Mysql garbled problem _ MySQL

Source: Internet
Author: User
Mysql garbled problem mysql character encoding is introduced in version 4.1 and supports multiple languages, and some features have exceeded other database systems.

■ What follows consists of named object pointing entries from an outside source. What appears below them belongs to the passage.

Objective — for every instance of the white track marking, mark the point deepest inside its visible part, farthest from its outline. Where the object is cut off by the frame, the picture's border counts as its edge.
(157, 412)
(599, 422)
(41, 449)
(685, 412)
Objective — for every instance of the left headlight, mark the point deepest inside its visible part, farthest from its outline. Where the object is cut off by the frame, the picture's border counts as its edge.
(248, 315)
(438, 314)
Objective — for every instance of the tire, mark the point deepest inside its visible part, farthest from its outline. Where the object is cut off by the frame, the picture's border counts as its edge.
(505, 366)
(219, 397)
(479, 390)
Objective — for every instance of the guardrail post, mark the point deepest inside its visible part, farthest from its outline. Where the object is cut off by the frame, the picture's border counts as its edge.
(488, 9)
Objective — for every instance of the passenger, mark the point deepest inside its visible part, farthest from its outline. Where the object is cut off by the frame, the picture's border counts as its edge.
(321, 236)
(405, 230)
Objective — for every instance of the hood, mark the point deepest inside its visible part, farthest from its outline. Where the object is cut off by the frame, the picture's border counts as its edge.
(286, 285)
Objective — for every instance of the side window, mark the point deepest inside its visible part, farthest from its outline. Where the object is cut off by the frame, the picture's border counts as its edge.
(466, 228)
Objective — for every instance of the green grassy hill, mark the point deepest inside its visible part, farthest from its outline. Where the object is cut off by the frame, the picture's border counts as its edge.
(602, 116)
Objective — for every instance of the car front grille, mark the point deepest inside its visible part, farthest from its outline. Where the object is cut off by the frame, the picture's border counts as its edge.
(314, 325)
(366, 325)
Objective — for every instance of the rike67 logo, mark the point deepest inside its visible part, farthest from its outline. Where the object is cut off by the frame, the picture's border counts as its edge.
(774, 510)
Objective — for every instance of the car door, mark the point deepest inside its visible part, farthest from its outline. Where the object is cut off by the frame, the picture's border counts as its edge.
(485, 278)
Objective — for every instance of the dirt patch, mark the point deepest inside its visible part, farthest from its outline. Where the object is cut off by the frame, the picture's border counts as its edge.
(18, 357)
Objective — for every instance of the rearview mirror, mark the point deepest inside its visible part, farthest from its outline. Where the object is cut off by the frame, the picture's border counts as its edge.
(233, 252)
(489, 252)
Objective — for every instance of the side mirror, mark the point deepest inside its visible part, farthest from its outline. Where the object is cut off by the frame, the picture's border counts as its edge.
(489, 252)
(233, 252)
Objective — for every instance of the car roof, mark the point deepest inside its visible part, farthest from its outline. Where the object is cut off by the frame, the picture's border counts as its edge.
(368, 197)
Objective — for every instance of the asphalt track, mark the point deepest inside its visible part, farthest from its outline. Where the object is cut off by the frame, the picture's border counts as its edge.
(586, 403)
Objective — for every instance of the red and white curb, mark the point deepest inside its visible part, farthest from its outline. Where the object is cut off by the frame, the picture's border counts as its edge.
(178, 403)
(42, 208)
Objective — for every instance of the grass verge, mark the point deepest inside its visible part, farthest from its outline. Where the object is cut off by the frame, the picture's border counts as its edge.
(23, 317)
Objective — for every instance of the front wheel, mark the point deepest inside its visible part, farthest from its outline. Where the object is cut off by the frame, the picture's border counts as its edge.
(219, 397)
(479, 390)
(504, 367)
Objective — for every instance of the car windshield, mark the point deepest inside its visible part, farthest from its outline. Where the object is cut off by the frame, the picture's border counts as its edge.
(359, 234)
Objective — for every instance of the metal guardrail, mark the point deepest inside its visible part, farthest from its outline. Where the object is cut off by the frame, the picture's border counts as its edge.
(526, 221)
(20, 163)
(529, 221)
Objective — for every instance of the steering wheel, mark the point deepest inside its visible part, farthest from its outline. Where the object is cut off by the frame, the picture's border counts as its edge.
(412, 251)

Run the following Command under MySQL Command Line Client to view the mysql character set:

Mysql> show character set;
+ ---------- + ----------------------------- + --------------------- + -------- +
| Charset | Description | Default collation | Maxlen |
+ ---------- + ----------------------------- + --------------------- + -------- +
| Big5 | Big5 Traditional Chinese | big5_chinese_ci | 2 |
| Dec8 | DEC West European | dec8_swedish_ci | 1 |
| Cp850 | DOS West European | cp850_general_ci | 1 |
| Hp8 | HP West European | hp8_english_ci | 1 |
| Koi8r | KOI8-R Relcom Russian | koi8r_general_ci | 1 |
| Latin1 | cp1252 West European | latin1_swedish_ci | 1 |
| Latin2 | ISO 8859-2 Central European | latin2_general_ci | 1 |
| Swe7 | 7bit Swedish | swe7_swedish_ci | 1 |
| Ascii | us ascii | ascii_general_ci | 1 |
| Ujis | EUC-JP Japanese | ujis_japanese_ci | 3 |
| Sjis | Shift-JIS Japanese | sjis_japanese_ci | 2 |
| Hebrew | ISO 8859-8 Hebrew | hebrew_general_ci | 1 |
| Tis620 | TIS620 Thai | tis620_thai_ci | 1 |
| Euckr | EUC-KR Korean | euckr_korean_ci | 2 |
| Koi8u | KOI8-U Ukrainian | koi8u_general_ci | 1 |
| Gb2312 | GB2312 Simplified Chinese | gb2312_chinese_ci | 2 |
| Greek | ISO 8859-7 Greek | greek_general_ci | 1 |
| Cp1250 | Windows Central European | cp1250_general_ci | 1 |
| Gbk | GBK Simplified Chinese | gbk_chinese_ci | 2 |
| Latin5 | ISO 8859-9 Turkish | latin5_turkish_ci | 1 |
| Armscii8 | ARMSCII-8 Armenian | armscii8_general_ci | 1 |
| Utf8 | UTF-8 Unicode | utf8_general_ci | 3 |
| Ucs2 | UCS-2 Unicode | ucs2_general_ci | 2 |
| Cp866 | DOS Russian | cp866_general_ci | 1 |
| Keybcs2 | DOS Kamenicky Czech-Slovak | keybcs2_general_ci | 1 |
| Macce | Mac Central European | macce_general_ci | 1 |
| Macroman | Mac West European | macroman_general_ci | 1 |
| Cp852 | DOS Central European | cp852_general_ci | 1 |
| Latin7 | ISO 8859-13 Baltic | latin7_general_ci | 1 |
| Cp1251 | Windows Cyrillic | cp1251_general_ci | 1 |
| Cp1256 | Windows Arabic | cp1256_general_ci | 1 |
| Cp1257 | Windows Baltic | cp1257_general_ci | 1 |
| Binary | Binary pseudo charset | binary | 1 |
| Geostd8 | GEOSTD8 Georgian | geostd8_general_ci | 1 |
| Cp932 | SJIS for Windows Japanese | cp932_japanese_ci | 2 |
| Eucjpms | UJIS for Windows Japanese | eucjpms_japanese_ci | 3 |
+ ---------- + ----------------------------- + --------------------- + -------- +
36 rows in set (0.02 sec)



MySQL 4.1 Character Set Support has two aspects: Character set and Collation ). The support for character sets is refined to four levels: server, database, table, and connection ).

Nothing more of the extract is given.